The study, published in the journal Nature, found that the risk of fetal abnormalities, known as non-chromosomal anomalies (NCA), was lowest for women aged 23 to 32. Women over 32 had a 15% higher chance of such births, while younger mothers had a 20% higher chance.
To conduct the study, researchers analyzed data from 2.8 million pregnancies between 1980 and 2008. They examined the age of the women at the time of delivery and calculated the risk of giving birth to a baby with a non-chromosomal anomaly at each age. On average, the study revealed that approximately 1 in 100 babies suffered from one of these conditions.
The study also found that as the mother's age increased, the babies became more susceptible to conditions such as Down syndrome, heart disease, and cleft lip and palate. Conversely, younger mothers saw defects in the central nervous system in their children, according to a study from Semmelweis University in Budapest.
One hypothesis suggests that the increased risk in older women is likely due to the age of their eggs. On the other hand, the higher risk in young women may be linked to factors such as smoking, drug use, and alcohol consumption, although the study did not investigate the specific causes.
Various factors contribute to non-chromosomal anomalies, including exposure to water pollution, inadequate nutrition, and exposure to toxins, pollutants, or radiation during fetal development. However, pinpointing the specific trigger for each case often remains unknown.

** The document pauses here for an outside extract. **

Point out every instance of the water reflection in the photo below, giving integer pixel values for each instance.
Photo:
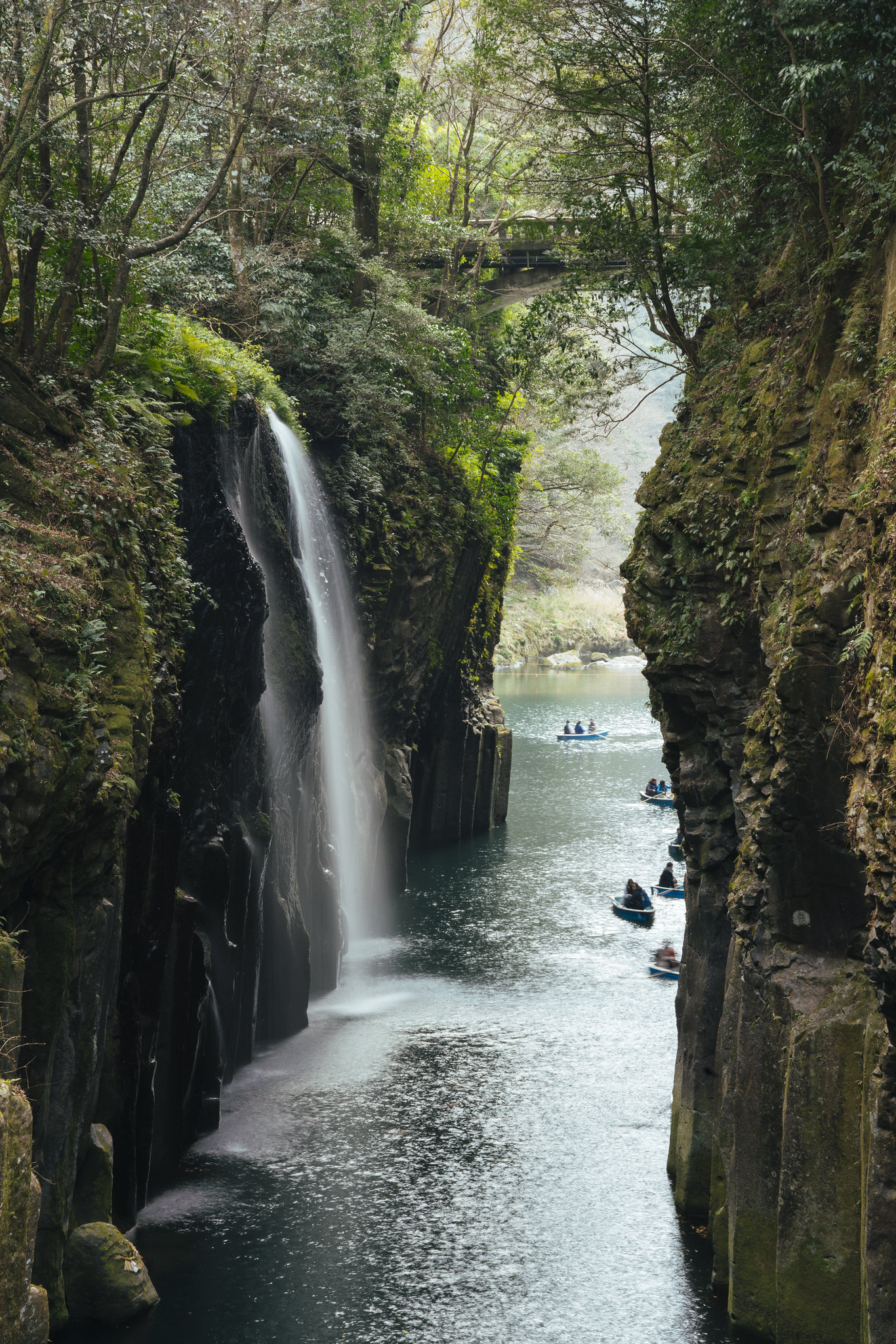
(468, 1144)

Is there an ideal age to have a first child?
In a 2022 study, researchers claimed that the optimal time for a woman to have her first child might be between the ages of 24 and 25, aligning with the findings of the current study.
The researchers discovered that women who gave birth before or after this age range had up to a 5% higher risk of dying from any cause within 18 years. The risk followed a U-shaped trend, indicating that the further away they were from the age of 24 or 25 when giving birth, the greater the risk.
Published in the journal Maturitas, the study examined data from 4,044 women in two regions of South Korea. The researchers compared 1,498 women who gave birth to their first child between the ages of 20 and 23, 1,033 mothers who gave birth between the ages of 24 and 25, and 1,513 women who gave birth between the ages of 26 and 36.
Using government health records, the researchers tracked the women for 18 years. Out of the total 243 deaths during the study, more than half belonged to the youngest group of mothers, and a third were from the older groups.
According to the researchers, very young mothers often come from deprived areas, which puts them at a higher risk of various mental and physical illnesses. On the other hand, they hypothesized that the cost of raising children and giving birth may be more challenging for older mothers.